Indonesia government to allow some export of protected forest wood

The Jakarta Post – 22 August 2009 – The government is considering to allow the export of S4S (surface -machined to a smooth finish on all four sides) categories of wood and logs from natural forests, currently still banned, as a way of boosting the revenue of the forestry sector, an official says.

“We’re currently in talks with all ministries concerned. Hopefully, we’ll issue the regulation soon,” the director general of forest product development at the Ministry of Forestry, Hadi Daryanto, said Friday.

Hadi argued that despite the global crisis, the S4S and log products are still lucrative in certain markets across the globe. “The demand is particularly strong from Middle East markets,” he said.

The ministry had decided in 2005 to ban the export of the S4S products and logs from natural forests, in a bid, at that time, to help conserve natural forests, whilst still allowing some local value chain development for local wood products.

Hadi said that apparently other countries like Malaysia and China had benefited from this still growing global market, particularly after the Indonesian withdrawal from the S4S and log market in 2005.

“Malaysia, for example, has created a value chain system that has pushed the growth of its wood industries. Its logs from natural forests that are first grade are exported, while the second grade ones are used to feed its sawn timber industries, and the third grade ones are used as raw materials for plywood industries,” he said

The Ministry of Forestry has awarded quotas allowing cutting of logs from natural forests of up to 9 million cubic meters per year.

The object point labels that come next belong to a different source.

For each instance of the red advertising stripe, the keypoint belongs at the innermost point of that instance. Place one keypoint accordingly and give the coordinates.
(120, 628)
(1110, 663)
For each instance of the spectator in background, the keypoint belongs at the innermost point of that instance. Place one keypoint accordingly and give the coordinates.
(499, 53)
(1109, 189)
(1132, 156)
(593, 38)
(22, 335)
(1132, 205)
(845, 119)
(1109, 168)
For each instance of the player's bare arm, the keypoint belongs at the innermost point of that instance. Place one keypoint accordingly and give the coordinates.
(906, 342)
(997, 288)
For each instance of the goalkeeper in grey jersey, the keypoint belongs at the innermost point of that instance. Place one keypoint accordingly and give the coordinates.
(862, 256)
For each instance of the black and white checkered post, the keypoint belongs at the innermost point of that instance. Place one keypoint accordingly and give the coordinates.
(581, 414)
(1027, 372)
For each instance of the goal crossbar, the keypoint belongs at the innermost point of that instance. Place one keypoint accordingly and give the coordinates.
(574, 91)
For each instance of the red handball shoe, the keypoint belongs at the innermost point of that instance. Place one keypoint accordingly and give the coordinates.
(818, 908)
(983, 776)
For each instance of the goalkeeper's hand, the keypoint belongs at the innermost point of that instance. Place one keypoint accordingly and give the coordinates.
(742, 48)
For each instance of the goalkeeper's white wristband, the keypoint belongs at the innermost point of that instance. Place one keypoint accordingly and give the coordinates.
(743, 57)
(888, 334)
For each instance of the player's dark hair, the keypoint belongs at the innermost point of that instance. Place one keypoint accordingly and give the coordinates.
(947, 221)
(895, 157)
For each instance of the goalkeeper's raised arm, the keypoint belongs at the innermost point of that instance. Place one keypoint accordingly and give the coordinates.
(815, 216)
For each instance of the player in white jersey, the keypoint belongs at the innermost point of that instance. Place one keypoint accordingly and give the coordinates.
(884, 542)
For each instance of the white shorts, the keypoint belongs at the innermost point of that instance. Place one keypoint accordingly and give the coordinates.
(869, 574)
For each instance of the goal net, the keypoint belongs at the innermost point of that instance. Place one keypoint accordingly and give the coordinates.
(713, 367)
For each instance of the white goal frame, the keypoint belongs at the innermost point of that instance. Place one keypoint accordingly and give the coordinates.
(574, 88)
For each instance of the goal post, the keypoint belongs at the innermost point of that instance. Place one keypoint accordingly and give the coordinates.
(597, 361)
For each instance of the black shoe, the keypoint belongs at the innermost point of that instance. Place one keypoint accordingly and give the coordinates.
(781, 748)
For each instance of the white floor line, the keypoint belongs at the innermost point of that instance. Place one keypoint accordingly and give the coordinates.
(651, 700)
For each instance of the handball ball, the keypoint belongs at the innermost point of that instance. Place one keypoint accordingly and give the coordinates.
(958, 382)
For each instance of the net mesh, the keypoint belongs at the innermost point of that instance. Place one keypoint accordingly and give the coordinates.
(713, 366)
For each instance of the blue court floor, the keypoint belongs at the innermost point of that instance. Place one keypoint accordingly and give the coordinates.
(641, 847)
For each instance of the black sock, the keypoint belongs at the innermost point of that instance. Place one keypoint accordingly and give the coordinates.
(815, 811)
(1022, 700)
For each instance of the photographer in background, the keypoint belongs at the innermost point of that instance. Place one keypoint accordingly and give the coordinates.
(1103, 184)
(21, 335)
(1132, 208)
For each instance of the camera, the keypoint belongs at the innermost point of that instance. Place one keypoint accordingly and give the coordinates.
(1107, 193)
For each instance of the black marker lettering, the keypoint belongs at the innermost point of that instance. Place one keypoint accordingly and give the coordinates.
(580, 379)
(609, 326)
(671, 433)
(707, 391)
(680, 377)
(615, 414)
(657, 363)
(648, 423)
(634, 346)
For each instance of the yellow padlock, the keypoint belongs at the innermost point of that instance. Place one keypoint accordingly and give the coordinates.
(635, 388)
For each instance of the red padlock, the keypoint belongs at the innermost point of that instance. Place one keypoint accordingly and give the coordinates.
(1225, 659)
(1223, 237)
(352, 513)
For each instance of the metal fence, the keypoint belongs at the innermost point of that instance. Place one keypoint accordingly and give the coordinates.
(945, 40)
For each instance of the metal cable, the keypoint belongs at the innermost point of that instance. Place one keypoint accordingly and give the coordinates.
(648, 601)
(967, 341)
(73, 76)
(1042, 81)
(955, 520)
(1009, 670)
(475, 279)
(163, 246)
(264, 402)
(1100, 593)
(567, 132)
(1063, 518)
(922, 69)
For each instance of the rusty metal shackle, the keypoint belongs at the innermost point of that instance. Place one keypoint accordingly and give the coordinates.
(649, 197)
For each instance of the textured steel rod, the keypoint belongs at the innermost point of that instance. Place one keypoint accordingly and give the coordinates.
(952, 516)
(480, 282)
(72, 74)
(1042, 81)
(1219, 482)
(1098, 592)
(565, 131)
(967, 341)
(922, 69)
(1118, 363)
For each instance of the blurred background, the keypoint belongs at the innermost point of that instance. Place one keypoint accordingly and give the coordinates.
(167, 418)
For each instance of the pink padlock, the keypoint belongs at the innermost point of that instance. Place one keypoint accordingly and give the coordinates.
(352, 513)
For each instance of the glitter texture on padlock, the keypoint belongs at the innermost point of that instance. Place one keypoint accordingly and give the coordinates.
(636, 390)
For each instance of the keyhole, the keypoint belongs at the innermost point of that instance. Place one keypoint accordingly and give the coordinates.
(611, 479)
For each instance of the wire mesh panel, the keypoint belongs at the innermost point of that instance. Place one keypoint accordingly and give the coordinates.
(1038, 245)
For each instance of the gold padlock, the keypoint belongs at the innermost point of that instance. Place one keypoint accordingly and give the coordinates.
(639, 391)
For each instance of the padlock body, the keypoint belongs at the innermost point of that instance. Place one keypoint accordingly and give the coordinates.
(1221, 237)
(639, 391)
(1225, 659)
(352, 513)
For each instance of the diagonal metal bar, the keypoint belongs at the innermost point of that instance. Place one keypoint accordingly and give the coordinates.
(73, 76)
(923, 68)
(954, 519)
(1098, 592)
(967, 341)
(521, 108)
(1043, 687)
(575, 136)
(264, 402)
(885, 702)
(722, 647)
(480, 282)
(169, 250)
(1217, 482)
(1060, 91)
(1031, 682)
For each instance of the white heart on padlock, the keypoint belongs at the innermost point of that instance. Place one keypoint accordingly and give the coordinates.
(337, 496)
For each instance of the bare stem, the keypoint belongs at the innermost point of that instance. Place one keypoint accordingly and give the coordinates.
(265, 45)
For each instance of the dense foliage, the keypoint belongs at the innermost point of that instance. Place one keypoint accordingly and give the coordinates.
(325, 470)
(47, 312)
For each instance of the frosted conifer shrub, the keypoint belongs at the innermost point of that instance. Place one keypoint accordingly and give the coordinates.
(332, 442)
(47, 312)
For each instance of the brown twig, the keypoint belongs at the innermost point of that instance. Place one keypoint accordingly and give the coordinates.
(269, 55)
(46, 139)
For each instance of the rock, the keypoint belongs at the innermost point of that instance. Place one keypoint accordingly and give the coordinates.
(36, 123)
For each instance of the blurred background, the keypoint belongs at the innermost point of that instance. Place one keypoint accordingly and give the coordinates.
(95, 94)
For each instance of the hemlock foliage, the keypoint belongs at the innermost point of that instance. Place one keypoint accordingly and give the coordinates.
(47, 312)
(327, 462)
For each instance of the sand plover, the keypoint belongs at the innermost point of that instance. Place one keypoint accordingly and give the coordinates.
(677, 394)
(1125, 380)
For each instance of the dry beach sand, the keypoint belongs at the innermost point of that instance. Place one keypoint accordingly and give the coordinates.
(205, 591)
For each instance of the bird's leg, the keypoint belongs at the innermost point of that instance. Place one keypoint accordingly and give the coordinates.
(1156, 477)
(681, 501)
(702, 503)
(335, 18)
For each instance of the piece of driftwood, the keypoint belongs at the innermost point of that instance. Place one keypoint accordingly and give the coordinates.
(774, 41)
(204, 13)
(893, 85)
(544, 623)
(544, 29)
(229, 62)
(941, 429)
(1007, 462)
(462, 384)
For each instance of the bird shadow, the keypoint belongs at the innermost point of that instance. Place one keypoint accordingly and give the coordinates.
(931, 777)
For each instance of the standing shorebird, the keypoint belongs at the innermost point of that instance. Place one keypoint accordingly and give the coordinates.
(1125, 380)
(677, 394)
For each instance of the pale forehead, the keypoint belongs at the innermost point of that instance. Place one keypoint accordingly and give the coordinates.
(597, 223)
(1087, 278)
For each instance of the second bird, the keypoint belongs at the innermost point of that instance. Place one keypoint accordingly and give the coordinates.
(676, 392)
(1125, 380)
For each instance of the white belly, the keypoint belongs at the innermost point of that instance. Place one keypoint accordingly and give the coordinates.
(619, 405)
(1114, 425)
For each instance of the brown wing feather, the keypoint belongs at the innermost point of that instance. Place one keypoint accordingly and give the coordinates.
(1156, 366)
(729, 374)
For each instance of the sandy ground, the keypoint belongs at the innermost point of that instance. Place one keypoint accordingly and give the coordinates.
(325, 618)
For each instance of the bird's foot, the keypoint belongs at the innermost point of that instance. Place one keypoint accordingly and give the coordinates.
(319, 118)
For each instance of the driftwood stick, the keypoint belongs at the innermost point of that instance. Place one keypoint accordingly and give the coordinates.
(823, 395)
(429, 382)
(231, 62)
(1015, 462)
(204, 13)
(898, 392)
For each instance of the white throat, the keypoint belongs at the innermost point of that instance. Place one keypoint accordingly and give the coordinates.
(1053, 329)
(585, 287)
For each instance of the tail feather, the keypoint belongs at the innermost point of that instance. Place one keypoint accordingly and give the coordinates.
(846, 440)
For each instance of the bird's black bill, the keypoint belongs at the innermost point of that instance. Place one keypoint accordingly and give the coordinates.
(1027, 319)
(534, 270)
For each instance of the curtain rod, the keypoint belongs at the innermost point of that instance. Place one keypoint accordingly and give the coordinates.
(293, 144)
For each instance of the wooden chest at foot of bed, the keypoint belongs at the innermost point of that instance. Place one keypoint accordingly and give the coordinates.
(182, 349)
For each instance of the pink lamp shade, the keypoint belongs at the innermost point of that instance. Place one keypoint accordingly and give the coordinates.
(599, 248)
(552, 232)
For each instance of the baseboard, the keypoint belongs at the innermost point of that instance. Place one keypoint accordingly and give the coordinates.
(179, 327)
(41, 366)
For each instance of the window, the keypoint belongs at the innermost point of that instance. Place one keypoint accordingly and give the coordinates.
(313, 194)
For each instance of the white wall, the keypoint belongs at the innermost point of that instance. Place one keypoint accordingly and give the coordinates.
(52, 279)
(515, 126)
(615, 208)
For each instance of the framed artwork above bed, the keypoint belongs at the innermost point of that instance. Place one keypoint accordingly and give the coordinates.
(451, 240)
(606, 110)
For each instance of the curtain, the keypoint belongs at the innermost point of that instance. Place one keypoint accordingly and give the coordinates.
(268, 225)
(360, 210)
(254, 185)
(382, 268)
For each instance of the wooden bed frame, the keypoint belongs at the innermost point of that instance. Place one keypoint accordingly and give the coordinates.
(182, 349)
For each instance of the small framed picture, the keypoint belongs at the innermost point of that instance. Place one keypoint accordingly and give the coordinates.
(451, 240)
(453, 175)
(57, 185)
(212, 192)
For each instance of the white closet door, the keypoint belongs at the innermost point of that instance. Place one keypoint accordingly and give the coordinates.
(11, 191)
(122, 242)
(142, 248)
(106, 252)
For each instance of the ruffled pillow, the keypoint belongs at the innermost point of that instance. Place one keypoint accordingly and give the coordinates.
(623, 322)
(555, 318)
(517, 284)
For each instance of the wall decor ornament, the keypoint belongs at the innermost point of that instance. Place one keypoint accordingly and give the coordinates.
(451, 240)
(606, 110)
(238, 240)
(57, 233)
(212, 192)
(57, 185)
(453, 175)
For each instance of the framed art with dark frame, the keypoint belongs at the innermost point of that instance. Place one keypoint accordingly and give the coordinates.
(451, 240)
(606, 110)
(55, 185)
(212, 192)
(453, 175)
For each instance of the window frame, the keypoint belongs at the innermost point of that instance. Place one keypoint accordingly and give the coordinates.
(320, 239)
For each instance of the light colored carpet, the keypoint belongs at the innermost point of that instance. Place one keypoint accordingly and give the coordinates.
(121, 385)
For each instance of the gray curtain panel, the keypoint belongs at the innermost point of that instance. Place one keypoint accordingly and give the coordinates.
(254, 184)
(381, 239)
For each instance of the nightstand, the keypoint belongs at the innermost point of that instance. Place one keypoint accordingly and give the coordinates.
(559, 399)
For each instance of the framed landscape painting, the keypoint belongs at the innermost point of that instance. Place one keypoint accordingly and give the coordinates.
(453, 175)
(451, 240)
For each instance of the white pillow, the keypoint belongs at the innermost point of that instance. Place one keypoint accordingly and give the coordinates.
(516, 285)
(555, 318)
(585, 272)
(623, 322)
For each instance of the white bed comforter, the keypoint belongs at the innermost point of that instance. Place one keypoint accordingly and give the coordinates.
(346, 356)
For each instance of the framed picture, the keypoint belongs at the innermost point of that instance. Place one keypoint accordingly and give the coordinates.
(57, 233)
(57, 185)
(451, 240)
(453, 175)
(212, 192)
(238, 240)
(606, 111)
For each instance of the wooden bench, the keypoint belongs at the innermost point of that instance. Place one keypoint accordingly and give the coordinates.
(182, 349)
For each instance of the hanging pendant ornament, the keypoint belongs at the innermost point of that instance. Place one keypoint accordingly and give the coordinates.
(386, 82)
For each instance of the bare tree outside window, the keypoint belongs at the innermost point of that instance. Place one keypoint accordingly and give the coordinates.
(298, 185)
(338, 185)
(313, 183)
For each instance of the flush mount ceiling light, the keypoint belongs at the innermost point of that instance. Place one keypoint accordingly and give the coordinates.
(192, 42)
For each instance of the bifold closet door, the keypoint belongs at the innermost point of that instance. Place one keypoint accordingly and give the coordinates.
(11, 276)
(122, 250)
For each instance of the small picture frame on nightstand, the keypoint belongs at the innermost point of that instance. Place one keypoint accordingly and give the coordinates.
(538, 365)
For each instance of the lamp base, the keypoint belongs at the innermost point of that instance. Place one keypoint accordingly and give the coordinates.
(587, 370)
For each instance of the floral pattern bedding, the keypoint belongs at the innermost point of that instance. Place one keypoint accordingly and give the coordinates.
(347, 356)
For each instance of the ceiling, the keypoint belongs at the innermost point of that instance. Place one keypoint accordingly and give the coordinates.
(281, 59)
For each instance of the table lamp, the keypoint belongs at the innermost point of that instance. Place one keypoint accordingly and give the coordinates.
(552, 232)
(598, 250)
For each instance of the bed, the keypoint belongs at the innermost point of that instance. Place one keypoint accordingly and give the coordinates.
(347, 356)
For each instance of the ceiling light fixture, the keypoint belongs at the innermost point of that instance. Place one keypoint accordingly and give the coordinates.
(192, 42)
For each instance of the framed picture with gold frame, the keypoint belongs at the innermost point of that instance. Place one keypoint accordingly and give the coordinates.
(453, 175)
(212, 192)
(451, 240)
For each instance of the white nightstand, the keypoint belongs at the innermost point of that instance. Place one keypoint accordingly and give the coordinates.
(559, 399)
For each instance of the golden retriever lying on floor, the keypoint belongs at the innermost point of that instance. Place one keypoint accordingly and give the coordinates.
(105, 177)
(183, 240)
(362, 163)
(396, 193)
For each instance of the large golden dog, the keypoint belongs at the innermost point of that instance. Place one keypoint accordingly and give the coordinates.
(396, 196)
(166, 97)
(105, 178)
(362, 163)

But production only officially reached around 3 million cubic meters per year, leaving it unclear whether the remaining six million cubic meters was illegally cut and exported.

Analysts have suspected that most of the illegal logs cut from the Indonesia’s natural forests were exported to Malaysia and China with cheap prices and then the two countries re-exported them in the form of logs, S4S, plywood, furniture, or other woodworking products.

Diah Raharjo, the forestry program director of Kehati, an NGO involved in promoting forestry conservation, said the government should strengthen legal certainties in the forestry sector, improve transparency and establish a solid mechanism to maintain transparency, before executing the plan.

“If the government does not improve forestry governance then I’m afraid the plan of allowing the S4S exports will end up increasing illegal logging that will, of course, worsen the destruction of natural forests,” she said.

The government has applied legal requirements requiring, for example, barcodes on all logs cut from natural forests, certification of production forests (HTI) and community forests (HTR), and certification of products of wood-based industries. “But still we see lack of transparency and independency on the part of people and institutions issuing the certificates,” she said.